We are fat because our species has reached a crescendo of innovation, invention and adaptation in the last 50 years. And we are fat because we are rapidly evolving to match the meager demands of this new but contrived environment. There is only one choice for us as a species if we are to counter this… we need to re-engineer our adaptive “evolution”. It may be counter-productive to look forward into fat-buster pills, techno exercise options, psycho-hormonal counselling etc when we can simply look back at our evolutionary heritage for a potential answer to the obesity crisis. I am not going all “paleo” on you here, but our habitat needs to be more physically demanding, physiologically challenging, and ask more of us as the species we once were. Homo sapiens is struggling to cling on to it’s habitat as it competes with the bigger dominant all-consuming Homo automobilis. Thankfully all of us are in a position to become architects of this new habitat. Here are some simple ideas:

  • By design we are bipedal wandering gatherers… we all need to walk… a lot. Urban design needs to encourage this. Our working and purchasing practices need to reward it. Our children need to rediscover it! Schools, planners and retailers need to embrace it.

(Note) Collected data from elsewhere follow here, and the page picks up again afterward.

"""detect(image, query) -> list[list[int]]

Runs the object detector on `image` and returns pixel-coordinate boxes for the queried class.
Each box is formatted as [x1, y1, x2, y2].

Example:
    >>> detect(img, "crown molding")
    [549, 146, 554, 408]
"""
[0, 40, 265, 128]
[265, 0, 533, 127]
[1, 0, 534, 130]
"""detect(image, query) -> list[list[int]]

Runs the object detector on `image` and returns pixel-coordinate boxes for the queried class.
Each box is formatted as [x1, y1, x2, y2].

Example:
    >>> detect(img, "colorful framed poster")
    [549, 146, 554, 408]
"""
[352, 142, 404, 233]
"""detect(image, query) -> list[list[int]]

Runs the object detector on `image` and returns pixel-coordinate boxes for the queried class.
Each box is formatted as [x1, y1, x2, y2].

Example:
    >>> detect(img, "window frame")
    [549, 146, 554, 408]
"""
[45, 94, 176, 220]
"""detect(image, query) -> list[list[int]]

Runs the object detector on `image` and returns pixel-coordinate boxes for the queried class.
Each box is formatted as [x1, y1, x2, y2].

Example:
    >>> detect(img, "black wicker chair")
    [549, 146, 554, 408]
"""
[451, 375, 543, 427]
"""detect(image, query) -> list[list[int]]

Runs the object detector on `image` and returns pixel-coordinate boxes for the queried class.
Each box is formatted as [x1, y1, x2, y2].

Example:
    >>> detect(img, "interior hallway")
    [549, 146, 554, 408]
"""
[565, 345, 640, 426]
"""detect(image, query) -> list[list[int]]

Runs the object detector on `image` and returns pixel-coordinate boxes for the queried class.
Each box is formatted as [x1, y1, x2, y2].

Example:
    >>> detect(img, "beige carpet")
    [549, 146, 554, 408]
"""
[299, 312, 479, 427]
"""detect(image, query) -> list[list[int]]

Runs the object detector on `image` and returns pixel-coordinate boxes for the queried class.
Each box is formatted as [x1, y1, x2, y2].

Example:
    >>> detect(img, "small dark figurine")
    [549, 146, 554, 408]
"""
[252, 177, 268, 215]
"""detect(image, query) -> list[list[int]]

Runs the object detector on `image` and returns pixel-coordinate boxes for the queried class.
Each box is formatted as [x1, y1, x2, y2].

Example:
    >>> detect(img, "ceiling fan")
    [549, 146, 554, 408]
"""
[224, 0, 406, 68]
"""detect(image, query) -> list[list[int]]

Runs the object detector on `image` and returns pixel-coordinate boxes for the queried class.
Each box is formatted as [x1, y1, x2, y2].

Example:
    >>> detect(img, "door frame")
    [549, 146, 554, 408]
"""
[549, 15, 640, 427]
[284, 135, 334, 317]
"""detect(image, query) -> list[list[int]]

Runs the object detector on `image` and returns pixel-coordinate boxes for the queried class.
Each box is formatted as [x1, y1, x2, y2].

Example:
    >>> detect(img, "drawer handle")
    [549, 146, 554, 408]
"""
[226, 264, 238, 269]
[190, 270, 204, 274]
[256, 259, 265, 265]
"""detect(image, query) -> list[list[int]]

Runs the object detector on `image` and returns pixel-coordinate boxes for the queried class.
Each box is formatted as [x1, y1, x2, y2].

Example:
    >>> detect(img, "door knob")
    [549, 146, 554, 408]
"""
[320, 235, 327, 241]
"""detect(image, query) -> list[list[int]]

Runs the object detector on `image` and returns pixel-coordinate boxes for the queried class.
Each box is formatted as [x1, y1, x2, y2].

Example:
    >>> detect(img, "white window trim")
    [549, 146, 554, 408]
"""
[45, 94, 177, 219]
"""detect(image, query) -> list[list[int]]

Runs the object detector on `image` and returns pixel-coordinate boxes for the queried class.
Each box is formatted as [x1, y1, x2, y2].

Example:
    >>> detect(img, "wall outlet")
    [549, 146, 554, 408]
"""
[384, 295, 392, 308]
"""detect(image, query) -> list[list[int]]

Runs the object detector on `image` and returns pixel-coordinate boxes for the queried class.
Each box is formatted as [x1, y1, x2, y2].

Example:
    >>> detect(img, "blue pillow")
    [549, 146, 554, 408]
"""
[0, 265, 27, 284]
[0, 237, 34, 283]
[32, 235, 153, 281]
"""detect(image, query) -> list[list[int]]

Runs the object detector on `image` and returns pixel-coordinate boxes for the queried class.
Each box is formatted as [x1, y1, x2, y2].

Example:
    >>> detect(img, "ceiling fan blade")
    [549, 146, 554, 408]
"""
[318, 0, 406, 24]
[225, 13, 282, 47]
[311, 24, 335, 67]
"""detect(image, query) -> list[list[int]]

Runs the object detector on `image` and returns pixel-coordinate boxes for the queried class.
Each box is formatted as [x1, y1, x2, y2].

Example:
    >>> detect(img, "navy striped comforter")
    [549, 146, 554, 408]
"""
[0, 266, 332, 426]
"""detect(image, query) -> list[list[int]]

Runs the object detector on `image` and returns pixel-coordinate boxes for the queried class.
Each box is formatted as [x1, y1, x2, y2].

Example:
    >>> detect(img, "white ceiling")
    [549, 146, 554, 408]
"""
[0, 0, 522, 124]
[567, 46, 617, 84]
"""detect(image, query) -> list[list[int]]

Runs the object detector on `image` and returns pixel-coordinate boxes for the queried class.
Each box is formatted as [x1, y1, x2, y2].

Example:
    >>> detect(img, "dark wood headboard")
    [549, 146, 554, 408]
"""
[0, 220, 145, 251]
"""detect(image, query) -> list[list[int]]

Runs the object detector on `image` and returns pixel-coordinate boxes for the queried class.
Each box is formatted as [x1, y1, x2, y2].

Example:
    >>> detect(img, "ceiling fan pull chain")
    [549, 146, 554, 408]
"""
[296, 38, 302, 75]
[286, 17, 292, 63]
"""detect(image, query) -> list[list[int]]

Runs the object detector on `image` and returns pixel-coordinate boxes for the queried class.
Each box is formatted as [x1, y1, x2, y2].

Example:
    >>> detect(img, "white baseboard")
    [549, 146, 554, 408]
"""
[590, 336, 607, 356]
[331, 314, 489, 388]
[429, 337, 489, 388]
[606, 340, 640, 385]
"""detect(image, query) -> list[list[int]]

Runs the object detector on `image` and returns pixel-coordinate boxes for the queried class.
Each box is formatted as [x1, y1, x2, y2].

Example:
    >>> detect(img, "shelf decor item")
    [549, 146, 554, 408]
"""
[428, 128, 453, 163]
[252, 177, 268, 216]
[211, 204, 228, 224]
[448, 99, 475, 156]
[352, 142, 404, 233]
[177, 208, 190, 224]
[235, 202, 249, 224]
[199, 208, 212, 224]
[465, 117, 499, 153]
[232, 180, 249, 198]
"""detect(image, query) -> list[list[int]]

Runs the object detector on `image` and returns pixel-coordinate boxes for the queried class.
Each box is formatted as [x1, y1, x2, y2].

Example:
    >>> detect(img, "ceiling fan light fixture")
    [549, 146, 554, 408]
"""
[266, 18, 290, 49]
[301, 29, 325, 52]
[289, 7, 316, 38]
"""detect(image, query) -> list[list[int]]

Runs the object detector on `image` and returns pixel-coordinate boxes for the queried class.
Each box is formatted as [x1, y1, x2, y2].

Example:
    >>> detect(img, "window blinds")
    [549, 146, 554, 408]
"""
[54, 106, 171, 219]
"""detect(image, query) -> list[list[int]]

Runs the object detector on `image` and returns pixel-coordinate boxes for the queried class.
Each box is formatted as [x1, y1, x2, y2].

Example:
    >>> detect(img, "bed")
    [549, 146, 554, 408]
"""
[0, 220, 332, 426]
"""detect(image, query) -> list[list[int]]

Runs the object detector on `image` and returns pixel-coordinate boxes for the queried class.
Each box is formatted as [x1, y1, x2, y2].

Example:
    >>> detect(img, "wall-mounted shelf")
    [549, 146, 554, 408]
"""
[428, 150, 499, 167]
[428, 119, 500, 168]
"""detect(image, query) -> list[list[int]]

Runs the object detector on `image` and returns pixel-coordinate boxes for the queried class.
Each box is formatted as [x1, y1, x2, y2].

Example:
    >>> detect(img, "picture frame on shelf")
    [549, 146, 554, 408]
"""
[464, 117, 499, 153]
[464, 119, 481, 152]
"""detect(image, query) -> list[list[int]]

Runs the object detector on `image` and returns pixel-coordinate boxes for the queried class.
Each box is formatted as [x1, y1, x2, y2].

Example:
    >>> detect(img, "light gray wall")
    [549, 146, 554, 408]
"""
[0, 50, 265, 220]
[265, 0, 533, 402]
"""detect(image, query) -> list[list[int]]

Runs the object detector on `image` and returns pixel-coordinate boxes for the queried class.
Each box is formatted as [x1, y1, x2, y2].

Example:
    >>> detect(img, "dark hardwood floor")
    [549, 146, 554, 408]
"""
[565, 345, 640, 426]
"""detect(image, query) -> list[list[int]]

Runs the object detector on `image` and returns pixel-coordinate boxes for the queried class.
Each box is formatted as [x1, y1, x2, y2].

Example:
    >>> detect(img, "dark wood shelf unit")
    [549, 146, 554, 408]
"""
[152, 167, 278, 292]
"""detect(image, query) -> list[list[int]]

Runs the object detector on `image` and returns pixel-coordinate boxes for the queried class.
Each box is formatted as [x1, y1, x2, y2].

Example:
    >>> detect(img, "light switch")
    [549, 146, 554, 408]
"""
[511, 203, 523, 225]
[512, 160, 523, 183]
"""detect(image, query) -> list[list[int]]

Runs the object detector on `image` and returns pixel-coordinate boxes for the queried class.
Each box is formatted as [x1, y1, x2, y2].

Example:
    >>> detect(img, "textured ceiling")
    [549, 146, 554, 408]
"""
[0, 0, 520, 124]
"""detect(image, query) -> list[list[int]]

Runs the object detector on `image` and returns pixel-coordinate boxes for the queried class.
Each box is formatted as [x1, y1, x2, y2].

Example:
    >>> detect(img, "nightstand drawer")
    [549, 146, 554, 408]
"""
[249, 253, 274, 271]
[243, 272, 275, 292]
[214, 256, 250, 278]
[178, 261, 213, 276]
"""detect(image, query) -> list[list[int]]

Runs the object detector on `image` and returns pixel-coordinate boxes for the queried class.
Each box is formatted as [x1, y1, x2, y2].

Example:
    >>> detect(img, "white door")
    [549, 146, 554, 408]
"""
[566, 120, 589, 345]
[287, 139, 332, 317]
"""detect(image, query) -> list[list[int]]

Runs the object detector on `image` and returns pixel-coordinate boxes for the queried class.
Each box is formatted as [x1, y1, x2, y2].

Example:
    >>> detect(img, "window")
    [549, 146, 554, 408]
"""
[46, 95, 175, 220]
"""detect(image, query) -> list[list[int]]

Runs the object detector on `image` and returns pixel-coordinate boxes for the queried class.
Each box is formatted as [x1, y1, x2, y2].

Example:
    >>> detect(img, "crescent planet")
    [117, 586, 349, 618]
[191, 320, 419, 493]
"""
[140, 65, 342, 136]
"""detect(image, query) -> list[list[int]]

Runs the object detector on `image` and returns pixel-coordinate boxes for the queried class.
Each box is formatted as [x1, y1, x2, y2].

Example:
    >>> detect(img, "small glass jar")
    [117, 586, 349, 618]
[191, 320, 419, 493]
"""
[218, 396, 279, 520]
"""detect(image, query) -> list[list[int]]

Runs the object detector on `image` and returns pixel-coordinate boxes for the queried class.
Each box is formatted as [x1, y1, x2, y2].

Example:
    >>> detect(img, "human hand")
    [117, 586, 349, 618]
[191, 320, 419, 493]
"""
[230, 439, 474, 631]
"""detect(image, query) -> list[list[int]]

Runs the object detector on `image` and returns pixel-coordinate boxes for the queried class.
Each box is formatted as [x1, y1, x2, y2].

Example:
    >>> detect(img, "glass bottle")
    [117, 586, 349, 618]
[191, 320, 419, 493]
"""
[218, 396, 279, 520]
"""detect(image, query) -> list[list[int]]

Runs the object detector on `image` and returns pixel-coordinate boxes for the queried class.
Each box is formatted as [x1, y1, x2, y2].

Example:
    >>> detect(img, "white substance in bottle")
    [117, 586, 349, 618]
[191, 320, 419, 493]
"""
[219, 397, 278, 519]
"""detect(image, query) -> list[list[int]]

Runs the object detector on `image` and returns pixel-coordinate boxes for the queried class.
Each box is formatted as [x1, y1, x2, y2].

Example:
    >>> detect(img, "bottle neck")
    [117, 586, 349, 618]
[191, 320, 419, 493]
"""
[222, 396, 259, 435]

  • We need to carry things. On our backs, in our hands, perhaps even on our bikes. Carrying heavy shopping is a good thing, it makes you and your back strong and it burns calories. The further we carry things the better… car park design needs to reflect this, retailers should offer back-baskets rather than shopping trolleys, schools should bring back the satchel.
  • We need to be outside. We need to modulate our body temperatures, we need to breathe, get wet, get hot and feel cold. We simply need to use our physiology and not languish in climate-controlled stupor. We need to move vigorously outdoors, and in all weathers, and often…. shifting calories and attitudes.
  • We need to re-acquaint ourselves with the concept of time and distance. How long does it take to walk (cycle) to the shops, to a friend’s house or the office, and we need to re-structure our diaries and not-so-busy lifestyles around these lost opportunities. Frighteningly, we need to educate our children about these concepts. How far away is that distant tree? How long would it take you to walk there and back? How long would it take you to walk back to your house from here right now? I have done it and most haven’t got a clue.
  • We need to tax lift users and make stairs more inviting with design, artwork, and lighting… perhaps even timing systems so you can try and beat last weeks 3 flight record! We need to educate our clients, patients and children to hungrily seek out physical duress and opportunities for exercise in everything that they do.
  • We need to stop thinking of movement as a purchasable leisure activity “option”, but more of a vital necessity…. like water. Every day ask yourself the simplest question… how much movement have you had today?
  • We need to embrace true physical tiredness and maybe even taste a touch of floundering exhaustion now and then, and we need to enjoy what comes with this. Sweating is normal, blisters are badges of effort, red cheeks are nature’s blusher, there are less germs in mud than on keyboards. Speaking to my own tribe of trainers and health professionals, what we do is sometimes too neat, we could be messier, perhaps more spontaneous… occasionally sail our clients closer to the edge, keep them sharp, inquisitive, even wary, re-acquaint them with their “adaptability”.
  • Re-introduce National Service, tax credits for marathon finishers, dust off Mr Motivator, get Nectar points for doing squats in the checkout queue, build more hills, compulsory dancing at weddings.

Above all though… and this is the one that is going to smart a bit within certain circles… we need to take responsibility for our own health and fitness and not expect others to do it for us. He’s a good guy, but we all need to man up and put people like Dr Tom Scanlon out of work.